Arts & Culture
Our Joyful Noise Offers Happiness and Healing Through Music
The local nonprofit sends its performers to spaces where they can do the most good.
It’s an unseasonably warm day in January and three musicians from Our Joyful Noise Baltimore (OJN for short) are posing for a photo in front of The Baltimore Station, a residential and outpatient treatment facility for veterans near Federal Hill.
There’s founding executive director Maria Lambros, also a violist and on the chamber music faculty at the Peabody Conservatory, as well as married performers Dan and Claudia Zanes (she sings and plays a variety of instruments; he mostly sticks to guitar and harmonica). They’re not here to give a concert—although the latter two do break into an impromptu performance of “Don’t Get Around Much Anymore.” A few of the vets have gathered to watch. They clearly know the musicians—and love them.
“Y’all playing for us today?” one asks hopefully. “Not today,” Lambros says, but promises they’ll be back later this month. “She has the most beautiful voice I’ve heard,” one veteran says of Claudia. Another vet spontaneously gives Lambros a hug.
The nonprofit organization, officially formed in 2018 by Lambros, has many more musicians than this—it’s a rotating group of dozens of ensembles and individuals that include classical, jazz, R&B, rock, world music, folk, gospel, and blues, you name it.
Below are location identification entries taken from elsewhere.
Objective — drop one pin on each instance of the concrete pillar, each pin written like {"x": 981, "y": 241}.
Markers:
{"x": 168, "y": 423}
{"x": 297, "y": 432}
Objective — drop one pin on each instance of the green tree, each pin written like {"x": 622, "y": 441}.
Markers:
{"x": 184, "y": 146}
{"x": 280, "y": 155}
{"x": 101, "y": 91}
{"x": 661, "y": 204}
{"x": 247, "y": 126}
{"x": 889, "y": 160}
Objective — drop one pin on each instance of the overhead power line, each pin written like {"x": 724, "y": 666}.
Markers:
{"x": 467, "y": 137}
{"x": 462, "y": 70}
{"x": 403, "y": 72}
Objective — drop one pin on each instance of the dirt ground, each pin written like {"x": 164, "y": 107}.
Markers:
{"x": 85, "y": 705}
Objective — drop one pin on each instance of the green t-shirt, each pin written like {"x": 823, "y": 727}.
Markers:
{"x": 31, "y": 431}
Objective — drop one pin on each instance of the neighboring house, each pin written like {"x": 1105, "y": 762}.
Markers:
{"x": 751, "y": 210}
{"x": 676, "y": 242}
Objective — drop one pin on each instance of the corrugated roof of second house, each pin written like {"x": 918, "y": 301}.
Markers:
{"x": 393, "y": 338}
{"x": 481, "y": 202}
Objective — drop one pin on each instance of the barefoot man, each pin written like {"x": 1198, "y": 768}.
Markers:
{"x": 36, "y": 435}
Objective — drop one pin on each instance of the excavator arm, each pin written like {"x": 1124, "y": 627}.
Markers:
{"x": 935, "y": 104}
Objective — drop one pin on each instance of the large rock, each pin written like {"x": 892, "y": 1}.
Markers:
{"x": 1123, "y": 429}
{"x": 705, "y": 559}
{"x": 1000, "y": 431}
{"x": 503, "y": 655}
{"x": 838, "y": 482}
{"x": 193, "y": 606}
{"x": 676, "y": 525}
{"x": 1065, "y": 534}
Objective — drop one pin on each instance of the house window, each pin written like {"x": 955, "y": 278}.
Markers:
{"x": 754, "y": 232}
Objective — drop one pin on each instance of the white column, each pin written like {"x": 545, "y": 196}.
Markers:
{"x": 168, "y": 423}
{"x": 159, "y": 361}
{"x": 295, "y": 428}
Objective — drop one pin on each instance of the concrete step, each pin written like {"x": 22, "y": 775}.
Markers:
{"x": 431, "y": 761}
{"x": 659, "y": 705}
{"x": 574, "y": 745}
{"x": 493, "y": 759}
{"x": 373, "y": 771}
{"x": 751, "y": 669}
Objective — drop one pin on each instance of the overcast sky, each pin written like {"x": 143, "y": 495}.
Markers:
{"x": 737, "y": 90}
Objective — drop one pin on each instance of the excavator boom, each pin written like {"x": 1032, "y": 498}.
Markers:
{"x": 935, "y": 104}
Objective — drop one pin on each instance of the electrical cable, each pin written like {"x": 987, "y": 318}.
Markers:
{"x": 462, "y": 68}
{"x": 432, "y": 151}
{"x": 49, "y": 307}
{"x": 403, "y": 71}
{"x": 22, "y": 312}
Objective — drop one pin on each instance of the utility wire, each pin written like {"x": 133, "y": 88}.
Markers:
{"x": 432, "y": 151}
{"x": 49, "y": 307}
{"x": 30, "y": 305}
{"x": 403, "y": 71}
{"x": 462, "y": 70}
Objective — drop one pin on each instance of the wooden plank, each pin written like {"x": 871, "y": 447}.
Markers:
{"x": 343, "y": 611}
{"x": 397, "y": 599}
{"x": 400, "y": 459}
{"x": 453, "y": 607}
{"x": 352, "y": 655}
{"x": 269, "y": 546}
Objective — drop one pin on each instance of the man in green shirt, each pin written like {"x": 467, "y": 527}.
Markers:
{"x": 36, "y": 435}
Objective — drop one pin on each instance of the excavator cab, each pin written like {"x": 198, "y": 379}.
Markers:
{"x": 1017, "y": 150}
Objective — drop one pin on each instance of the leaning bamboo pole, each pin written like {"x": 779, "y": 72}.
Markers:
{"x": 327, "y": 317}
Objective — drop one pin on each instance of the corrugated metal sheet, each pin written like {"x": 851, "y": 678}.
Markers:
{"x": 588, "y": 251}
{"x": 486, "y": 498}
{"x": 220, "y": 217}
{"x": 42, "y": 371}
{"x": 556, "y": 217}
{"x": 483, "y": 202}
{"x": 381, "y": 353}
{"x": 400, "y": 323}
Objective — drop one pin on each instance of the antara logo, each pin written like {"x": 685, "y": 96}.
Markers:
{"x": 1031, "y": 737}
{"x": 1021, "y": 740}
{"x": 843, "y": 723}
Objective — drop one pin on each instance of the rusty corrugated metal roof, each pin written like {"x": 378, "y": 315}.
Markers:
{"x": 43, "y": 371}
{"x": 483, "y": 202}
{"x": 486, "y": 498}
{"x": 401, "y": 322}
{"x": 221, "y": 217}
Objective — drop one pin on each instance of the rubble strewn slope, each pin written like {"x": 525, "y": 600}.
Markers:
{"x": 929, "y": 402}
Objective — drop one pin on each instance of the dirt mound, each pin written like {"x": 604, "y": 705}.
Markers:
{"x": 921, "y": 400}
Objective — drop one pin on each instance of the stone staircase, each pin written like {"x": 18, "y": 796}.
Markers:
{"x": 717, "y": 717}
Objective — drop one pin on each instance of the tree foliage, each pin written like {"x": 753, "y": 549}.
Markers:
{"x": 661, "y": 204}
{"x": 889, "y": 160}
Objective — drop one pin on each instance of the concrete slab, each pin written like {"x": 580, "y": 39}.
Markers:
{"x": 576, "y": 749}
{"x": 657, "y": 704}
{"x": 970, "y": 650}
And they perform in spaces where they can do the most good.
Currently, there are eight programs that serve eight distinct groups: women facing incarceration, autistic children and their families, cancer patients, veterans experiencing homelessness, seniors with disabilities, patients with Alzheimer’s and other memory issues, and youth and adults in the Franklin Square neighborhood in West Baltimore.
The idea, says Lambros, is to “bring everyone together in a very human way. Our aim is not to educate or to build audiences. Our aim is to really make a heart-to-heart connection between the musicians and the audience.”
Says Kim Callari, executive director of The Baltimore Station, “OJN has been a lifesaver for us.”
Notably, there’s no barrier between the musicians and the audience at an OJN concert. Participation—in the form of singing and dancing—is encouraged. (This is particularly meaningful at the concerts for autistic children. Wrote one enthused mom to OJN: “I started to cry when I read the words in big letters at the top, ‘All behaviors welcome here…ENJOY!’”)
The concerts are all free and while the musicians do get paid for their work, it’s become a mission for them as well.
“We just want to be useful,” says Dan Zanes. “We’re living our purpose.”